Мозес сказал, что подождет, и через вестибюль прошел в пустую приемную. Большая бронзовая табличка на двери гласила, что приемная была подарком Сары П.Уоткинс, ее сыновей и дочерей, но трудно было понять, что именно подарила семья Уоткинсов. В комнате стояли три кресла искусственной кожи и стол с комплектом старых журналов. Мозес ждал там, пока не вернулся мистер Каттер.
— Они жива, — всхлипывая, сказал он, — она жива. Слава богу. У нее сотрясение мозга и сломаны нога и рука. Я позвонил моему секретарю и попросил прислать из Нью-Йорка специалиста. Они не знают, выживет она или нет. Они смогут сказать лишь через сутки. О, она такая милая. Она такая добрая и милая.
— Ваша жена поправится, — сказал Мозес.
— Она мне не жена, — всхлипывая, сказал мистер Каттер. — Она такая добрая и милая. Моя жена совершенно на нее не похожа. Мы пережили столько горя, мы оба. Мы никогда не требовали многого. Даже редко бывали вместе. Это не может быть возмездием, не правда ли? Это не может быть возмездием. Мы никому не причинили вреда. Каждый год мы совершали маленькие путешествия. Только это время мы проводили вместе.

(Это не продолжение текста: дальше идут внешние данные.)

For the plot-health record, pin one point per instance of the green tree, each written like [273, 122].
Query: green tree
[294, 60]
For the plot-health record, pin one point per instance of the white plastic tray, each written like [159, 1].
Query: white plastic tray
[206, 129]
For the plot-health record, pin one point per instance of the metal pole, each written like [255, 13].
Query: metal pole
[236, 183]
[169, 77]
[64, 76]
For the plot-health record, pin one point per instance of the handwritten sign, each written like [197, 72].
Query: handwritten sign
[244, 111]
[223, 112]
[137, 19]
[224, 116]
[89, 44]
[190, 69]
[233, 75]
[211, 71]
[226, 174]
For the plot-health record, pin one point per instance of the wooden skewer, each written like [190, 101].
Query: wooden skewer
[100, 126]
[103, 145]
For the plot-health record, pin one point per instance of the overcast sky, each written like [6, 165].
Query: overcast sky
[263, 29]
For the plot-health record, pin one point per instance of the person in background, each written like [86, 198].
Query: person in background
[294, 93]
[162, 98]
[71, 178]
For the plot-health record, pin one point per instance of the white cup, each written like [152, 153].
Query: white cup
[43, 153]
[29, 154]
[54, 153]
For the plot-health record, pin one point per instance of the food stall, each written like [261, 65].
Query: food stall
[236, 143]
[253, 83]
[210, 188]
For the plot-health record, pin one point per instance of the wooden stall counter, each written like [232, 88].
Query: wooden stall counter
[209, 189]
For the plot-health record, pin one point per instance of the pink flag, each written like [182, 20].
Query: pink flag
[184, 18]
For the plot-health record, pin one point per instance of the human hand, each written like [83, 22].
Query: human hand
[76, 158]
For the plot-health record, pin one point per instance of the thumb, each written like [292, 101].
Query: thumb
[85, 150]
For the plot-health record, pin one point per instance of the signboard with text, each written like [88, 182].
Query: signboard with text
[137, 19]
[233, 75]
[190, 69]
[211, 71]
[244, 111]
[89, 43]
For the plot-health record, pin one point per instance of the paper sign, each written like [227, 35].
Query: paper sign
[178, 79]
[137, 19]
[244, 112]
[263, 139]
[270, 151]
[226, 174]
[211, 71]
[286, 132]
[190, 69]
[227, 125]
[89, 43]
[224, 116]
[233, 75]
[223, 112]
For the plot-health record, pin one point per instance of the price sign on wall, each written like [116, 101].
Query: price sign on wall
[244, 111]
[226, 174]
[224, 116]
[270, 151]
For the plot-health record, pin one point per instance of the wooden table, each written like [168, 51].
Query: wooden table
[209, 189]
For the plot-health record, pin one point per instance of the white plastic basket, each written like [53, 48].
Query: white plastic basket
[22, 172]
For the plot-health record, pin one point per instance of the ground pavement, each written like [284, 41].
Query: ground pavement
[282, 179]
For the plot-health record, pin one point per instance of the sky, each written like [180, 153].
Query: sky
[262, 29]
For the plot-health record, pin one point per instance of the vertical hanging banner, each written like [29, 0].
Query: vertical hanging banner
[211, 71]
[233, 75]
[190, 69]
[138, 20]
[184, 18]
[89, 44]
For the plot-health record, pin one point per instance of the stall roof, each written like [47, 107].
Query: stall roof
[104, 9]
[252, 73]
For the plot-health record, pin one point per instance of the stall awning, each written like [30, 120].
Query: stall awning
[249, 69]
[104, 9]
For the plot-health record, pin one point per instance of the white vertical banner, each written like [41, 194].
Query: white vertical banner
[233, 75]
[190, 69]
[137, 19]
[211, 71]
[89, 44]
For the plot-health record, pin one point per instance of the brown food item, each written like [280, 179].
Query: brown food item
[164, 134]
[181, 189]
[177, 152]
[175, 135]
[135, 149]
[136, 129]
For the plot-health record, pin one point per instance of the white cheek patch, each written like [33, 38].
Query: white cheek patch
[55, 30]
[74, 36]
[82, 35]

Это не может быть возмездием. — Он вытер слезы, протер очки и снова вышел.
Молодая сестра подошла к двери и засмотрелась на карнавал, любуясь летним вечером; вскоре к ней присоединился доктор.
— Б-2 думает, что умирает, — сказала сестра. — Просят позвать священника.
— Я звонил отцу Бевьеру, — сказал доктор. — Его нет дома.
Он положил руку на узкую спину сестры а провел по ее ягодицам.
— Я с удовольствием потолкалась бы там, — весело сказала сестра.
— Я тоже, — сказал доктор.
Он продолжал гладить сестру по ягодицам, и желание делало ее печальной и по-человечески гораздо более привлекательной, а доктор, прежде выглядевший очень усталым, как бы обрел новые силы. Вдруг из темной глубины здания донесся какой-то бессловесный рев, нечленораздельное мычание, исторгнутое либо непосильной физической мукой, либо крушением близкой к осуществлению надежды. Доктор и сестра отстранились друг от друга и исчезли в темноте в конце вестибюля. Мычание перешло в вопль, затем в визг, и, чтобы не слышать его, Мозес вышел из больницы и прямо по траве прошел к краю лужайки. Он находился на возвышенности, и его взгляду открылись горы, казавшиеся теперь черными на фоне вечерней зари, такой сверкающе-желтой, какую в более низких местах можно увидеть только в самые холодные февральские ночи.